Trials / Unknown
UnknownNCT06313424
Arthroscopic Treatment of Meniscal Lesions on Healthy Meniscus in Children and Adolescents
Arthroscopic Treatment of Meniscal Lesions on Healthy Meniscus in Children and Adolescents: Diagnostic Circumstances, Treatment and Results
- Status
- Unknown
- Phase
- —
- Study type
- Observational
- Enrollment
- 120 (estimated)
- Sponsor
- University Hospital, Strasbourg, France · Academic / Other
- Sex
- All
- Age
- 1 Year – 17 Years
- Healthy volunteers
- Not accepted
Summary
Meniscal lesions are common in pediatrics and mainly affect adolescents. These lesions can jeopardize the functional prognosis of the knee in the short, medium or long term if they are not well managed. More precisely, it is a question of determining whether arthroscopic repair of isolated meniscal lesions in children gives good results and what factors influence them, with the aim of improving the care of children suffering from meniscal lesions. The treatment of meniscal lesions comes down to either conservative or restorative treatment or non-conservative treatment by meniscectomy. For most authors, the treatment of meniscal lesions must remain restorative through meniscal suture, leaving no room for meniscectomy.
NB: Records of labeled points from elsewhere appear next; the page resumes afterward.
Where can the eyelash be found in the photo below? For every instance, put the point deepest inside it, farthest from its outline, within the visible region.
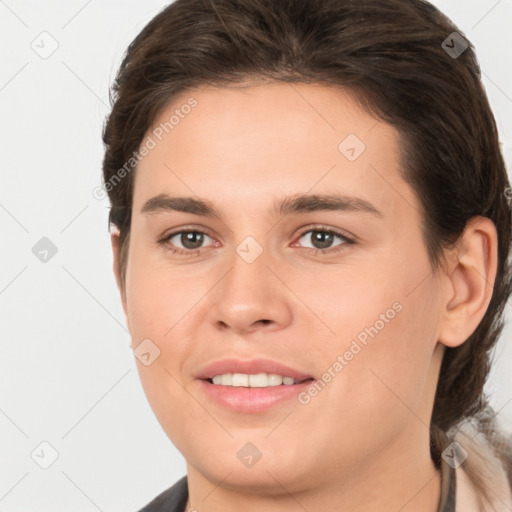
(318, 228)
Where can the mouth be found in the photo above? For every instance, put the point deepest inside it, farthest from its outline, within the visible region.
(251, 386)
(257, 380)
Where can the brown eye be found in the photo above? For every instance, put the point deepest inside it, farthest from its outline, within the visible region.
(186, 241)
(324, 239)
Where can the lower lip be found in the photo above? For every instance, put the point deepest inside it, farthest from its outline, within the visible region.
(242, 399)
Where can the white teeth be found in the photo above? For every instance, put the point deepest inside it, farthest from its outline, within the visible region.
(260, 380)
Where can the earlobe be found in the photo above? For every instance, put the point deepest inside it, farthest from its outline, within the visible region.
(469, 281)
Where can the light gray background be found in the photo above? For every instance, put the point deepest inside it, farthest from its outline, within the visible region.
(68, 376)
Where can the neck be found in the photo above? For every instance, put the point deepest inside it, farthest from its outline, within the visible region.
(399, 480)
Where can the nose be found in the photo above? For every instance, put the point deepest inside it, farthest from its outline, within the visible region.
(251, 296)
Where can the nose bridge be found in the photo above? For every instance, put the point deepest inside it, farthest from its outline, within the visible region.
(250, 295)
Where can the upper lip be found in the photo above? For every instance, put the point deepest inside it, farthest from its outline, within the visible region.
(250, 367)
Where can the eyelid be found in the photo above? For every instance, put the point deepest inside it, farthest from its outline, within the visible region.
(349, 239)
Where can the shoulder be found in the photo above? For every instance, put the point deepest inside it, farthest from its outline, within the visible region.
(172, 499)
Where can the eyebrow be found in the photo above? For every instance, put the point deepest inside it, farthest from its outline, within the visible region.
(304, 203)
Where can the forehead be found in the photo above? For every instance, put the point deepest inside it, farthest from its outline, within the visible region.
(239, 144)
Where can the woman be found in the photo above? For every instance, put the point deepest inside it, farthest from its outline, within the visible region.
(311, 245)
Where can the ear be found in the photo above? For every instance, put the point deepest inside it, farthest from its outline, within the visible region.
(114, 239)
(469, 281)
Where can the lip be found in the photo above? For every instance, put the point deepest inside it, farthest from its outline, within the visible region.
(246, 399)
(252, 367)
(251, 400)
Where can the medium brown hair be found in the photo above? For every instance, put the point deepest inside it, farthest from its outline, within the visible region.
(390, 55)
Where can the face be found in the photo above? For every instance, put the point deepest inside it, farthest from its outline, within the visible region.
(283, 242)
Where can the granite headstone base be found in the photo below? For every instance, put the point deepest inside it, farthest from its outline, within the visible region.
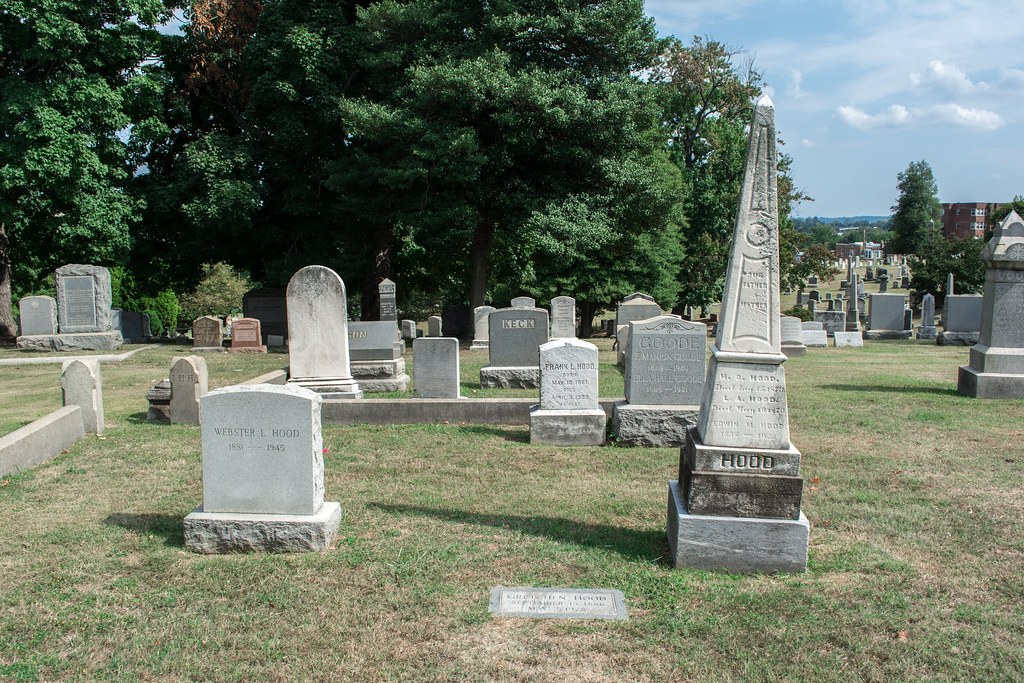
(510, 377)
(381, 376)
(794, 350)
(75, 341)
(656, 426)
(567, 427)
(887, 334)
(738, 545)
(214, 532)
(957, 338)
(330, 387)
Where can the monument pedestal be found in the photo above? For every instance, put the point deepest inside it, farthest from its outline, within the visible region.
(74, 341)
(330, 387)
(381, 376)
(212, 532)
(657, 426)
(737, 545)
(510, 377)
(567, 427)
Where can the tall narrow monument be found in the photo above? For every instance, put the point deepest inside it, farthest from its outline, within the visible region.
(996, 368)
(736, 504)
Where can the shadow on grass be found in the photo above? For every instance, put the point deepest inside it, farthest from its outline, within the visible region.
(883, 388)
(636, 544)
(170, 527)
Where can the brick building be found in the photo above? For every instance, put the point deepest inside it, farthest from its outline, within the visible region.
(966, 219)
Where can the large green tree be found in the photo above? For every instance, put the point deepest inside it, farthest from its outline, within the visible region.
(915, 208)
(70, 81)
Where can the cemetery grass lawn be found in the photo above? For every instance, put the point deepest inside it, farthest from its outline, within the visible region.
(915, 572)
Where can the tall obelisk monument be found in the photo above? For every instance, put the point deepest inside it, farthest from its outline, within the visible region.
(736, 503)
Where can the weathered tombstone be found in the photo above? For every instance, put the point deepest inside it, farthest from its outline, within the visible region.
(562, 317)
(849, 339)
(516, 335)
(996, 366)
(636, 307)
(524, 302)
(793, 339)
(262, 473)
(208, 334)
(962, 324)
(375, 351)
(885, 317)
(82, 385)
(38, 315)
(389, 309)
(832, 321)
(317, 331)
(568, 413)
(269, 306)
(159, 398)
(189, 382)
(927, 329)
(664, 380)
(246, 337)
(481, 332)
(435, 368)
(736, 504)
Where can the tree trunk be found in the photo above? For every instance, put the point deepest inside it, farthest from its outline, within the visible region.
(478, 258)
(586, 318)
(7, 328)
(378, 267)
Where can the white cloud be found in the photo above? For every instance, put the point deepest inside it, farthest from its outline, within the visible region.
(897, 116)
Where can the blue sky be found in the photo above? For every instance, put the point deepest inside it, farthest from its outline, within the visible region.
(862, 88)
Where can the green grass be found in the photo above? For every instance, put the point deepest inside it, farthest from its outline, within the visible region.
(915, 563)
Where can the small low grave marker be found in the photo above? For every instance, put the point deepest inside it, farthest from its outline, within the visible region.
(558, 603)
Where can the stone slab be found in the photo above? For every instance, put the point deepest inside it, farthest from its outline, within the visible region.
(736, 545)
(567, 427)
(213, 532)
(510, 377)
(849, 339)
(40, 439)
(79, 341)
(654, 426)
(557, 603)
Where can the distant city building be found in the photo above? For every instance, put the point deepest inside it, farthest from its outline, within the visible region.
(966, 219)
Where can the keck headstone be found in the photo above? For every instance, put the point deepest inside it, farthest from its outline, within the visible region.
(389, 308)
(996, 366)
(208, 334)
(189, 382)
(927, 329)
(262, 473)
(736, 504)
(317, 331)
(885, 316)
(481, 332)
(562, 317)
(435, 368)
(664, 381)
(82, 385)
(246, 337)
(568, 413)
(793, 337)
(38, 315)
(516, 335)
(962, 324)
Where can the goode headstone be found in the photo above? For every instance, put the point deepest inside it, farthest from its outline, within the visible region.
(262, 473)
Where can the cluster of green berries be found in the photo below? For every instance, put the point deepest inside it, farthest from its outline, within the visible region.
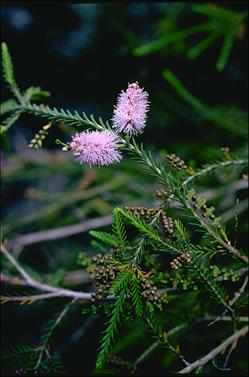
(199, 203)
(176, 162)
(180, 260)
(151, 293)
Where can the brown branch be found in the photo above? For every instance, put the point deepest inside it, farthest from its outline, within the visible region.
(44, 287)
(62, 232)
(205, 359)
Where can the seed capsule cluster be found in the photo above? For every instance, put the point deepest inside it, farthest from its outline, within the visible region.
(143, 212)
(104, 273)
(180, 260)
(168, 226)
(36, 142)
(115, 360)
(207, 212)
(176, 162)
(151, 293)
(160, 193)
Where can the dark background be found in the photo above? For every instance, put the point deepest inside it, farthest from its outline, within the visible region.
(79, 52)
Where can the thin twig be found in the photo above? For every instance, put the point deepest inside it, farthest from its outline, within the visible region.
(232, 301)
(44, 287)
(57, 233)
(209, 168)
(205, 359)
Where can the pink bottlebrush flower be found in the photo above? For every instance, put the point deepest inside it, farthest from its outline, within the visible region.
(130, 112)
(95, 147)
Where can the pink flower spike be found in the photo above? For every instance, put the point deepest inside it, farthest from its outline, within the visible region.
(95, 147)
(130, 113)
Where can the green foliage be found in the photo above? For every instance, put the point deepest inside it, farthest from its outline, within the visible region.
(7, 65)
(118, 229)
(189, 267)
(136, 296)
(199, 261)
(140, 224)
(119, 287)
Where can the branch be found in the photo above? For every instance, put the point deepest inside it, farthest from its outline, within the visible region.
(62, 232)
(205, 359)
(209, 168)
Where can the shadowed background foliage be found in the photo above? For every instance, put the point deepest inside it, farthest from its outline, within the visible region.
(85, 54)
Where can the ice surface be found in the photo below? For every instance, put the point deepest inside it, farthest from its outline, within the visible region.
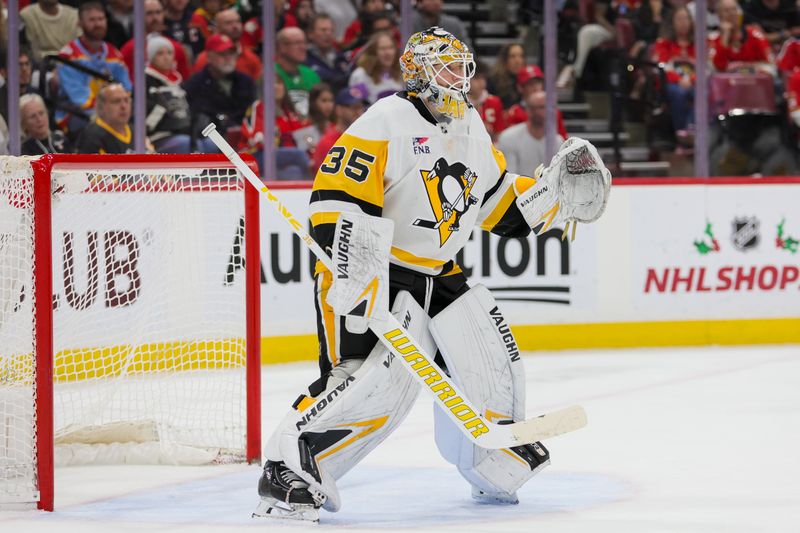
(679, 440)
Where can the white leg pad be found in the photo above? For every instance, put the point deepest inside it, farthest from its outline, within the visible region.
(483, 359)
(363, 402)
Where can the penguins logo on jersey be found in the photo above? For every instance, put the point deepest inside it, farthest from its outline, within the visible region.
(449, 189)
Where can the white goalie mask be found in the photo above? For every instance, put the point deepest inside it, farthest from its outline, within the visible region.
(437, 67)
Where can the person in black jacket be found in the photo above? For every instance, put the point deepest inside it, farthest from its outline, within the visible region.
(219, 93)
(39, 139)
(168, 118)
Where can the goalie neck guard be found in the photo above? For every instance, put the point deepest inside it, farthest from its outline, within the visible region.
(437, 67)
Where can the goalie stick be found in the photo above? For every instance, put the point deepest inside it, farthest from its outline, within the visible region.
(421, 365)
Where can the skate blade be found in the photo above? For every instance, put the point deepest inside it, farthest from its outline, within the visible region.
(272, 508)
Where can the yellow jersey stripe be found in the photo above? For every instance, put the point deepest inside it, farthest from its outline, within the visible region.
(499, 210)
(324, 218)
(411, 259)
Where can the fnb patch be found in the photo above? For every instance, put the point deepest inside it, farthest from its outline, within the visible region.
(419, 146)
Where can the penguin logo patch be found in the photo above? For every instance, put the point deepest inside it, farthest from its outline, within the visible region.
(449, 189)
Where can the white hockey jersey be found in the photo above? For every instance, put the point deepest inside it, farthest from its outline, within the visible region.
(435, 183)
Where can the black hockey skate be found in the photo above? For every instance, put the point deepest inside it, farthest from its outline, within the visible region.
(284, 494)
(537, 457)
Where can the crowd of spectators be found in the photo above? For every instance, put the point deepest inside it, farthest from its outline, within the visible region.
(334, 58)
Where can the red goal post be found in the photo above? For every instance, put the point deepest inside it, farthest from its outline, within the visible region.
(152, 266)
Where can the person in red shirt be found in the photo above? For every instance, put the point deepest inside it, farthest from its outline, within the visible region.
(291, 162)
(229, 22)
(530, 79)
(154, 25)
(789, 65)
(736, 43)
(350, 104)
(488, 105)
(203, 16)
(676, 53)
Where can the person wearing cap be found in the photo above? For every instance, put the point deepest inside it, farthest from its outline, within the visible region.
(350, 104)
(488, 105)
(154, 26)
(110, 131)
(530, 79)
(220, 93)
(168, 119)
(290, 54)
(229, 22)
(322, 57)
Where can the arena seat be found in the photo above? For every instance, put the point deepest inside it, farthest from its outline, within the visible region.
(735, 94)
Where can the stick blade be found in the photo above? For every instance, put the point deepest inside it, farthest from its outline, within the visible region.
(550, 425)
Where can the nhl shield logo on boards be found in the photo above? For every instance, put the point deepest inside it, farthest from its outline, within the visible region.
(745, 233)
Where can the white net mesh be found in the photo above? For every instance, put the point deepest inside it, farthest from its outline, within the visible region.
(17, 362)
(149, 320)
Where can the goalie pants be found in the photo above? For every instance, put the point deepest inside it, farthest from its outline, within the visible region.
(338, 343)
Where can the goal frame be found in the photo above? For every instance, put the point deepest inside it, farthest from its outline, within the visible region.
(43, 293)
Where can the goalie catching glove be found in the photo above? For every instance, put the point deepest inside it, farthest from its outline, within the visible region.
(574, 188)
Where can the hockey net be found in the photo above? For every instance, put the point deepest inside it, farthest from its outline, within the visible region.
(128, 320)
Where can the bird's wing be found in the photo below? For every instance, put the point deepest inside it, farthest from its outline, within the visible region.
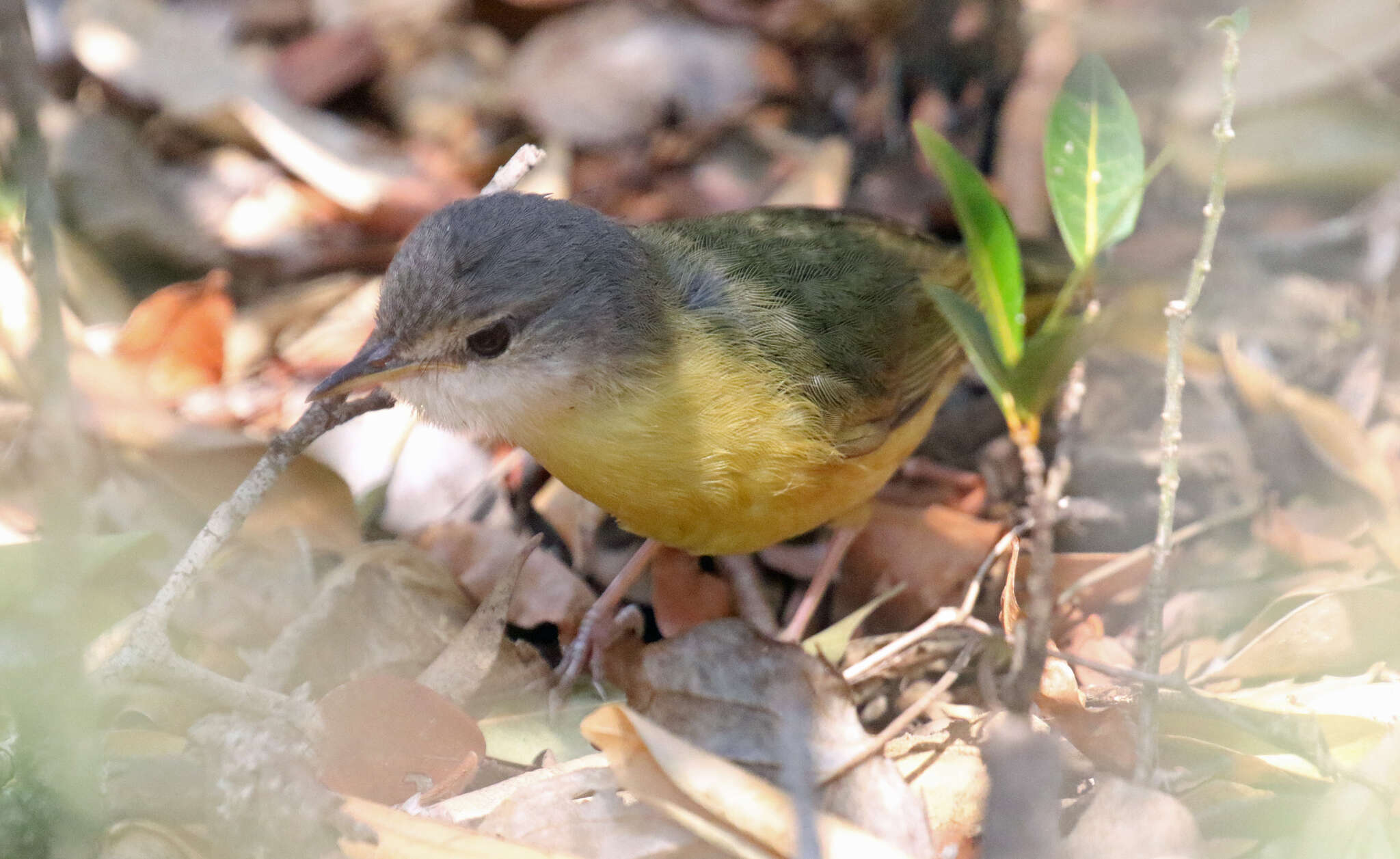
(832, 303)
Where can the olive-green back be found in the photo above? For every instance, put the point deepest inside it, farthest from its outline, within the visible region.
(832, 301)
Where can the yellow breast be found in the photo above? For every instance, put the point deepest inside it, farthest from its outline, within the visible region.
(713, 458)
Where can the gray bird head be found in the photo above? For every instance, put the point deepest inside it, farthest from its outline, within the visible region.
(506, 308)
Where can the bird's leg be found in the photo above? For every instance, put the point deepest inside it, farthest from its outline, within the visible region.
(748, 597)
(593, 631)
(842, 539)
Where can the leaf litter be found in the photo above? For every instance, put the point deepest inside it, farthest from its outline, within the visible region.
(271, 172)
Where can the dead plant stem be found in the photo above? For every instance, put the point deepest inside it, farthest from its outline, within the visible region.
(1178, 314)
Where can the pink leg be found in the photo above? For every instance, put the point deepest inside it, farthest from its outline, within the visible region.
(842, 539)
(597, 621)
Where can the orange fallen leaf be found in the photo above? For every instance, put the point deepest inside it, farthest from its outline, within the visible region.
(387, 737)
(932, 551)
(177, 335)
(684, 595)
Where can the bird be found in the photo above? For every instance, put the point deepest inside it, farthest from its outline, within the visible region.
(717, 383)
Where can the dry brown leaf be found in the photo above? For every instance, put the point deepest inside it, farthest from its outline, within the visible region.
(590, 813)
(177, 335)
(821, 180)
(952, 782)
(921, 482)
(1131, 821)
(932, 551)
(1073, 566)
(716, 799)
(1309, 534)
(402, 836)
(1333, 633)
(1106, 736)
(1338, 441)
(327, 64)
(1087, 638)
(746, 713)
(387, 737)
(685, 597)
(187, 65)
(548, 592)
(574, 519)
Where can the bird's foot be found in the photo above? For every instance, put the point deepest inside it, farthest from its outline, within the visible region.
(595, 633)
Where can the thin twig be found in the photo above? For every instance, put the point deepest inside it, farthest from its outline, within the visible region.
(1179, 536)
(916, 709)
(1280, 729)
(513, 171)
(20, 83)
(148, 654)
(55, 439)
(1034, 636)
(1170, 479)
The open approach has given way to the arthroscopic approach which, according to the literature, is the gold standard. Meniscal lesions are varied and therefore there are numerous therapeutic procedures. Therapeutic indications are precise but the results of the treatments remain differently assessed depending on the studies; studies evaluating the results of treatment in the pediatric population are few in number. Based on this observation, the present study aims to describe the results of repairs of meniscal lesions in pediatric traumatology.
Conditions
Timeline
- Start date
- 2023-08-29
- Primary completion
- 2024-04-01
- Completion
- 2024-04-29
- First posted
- 2024-03-15
- Last updated
- 2024-03-15
Locations
1 site across 1 country: France
Source: ClinicalTrials.gov record NCT06313424. Inclusion in this directory is not an endorsement.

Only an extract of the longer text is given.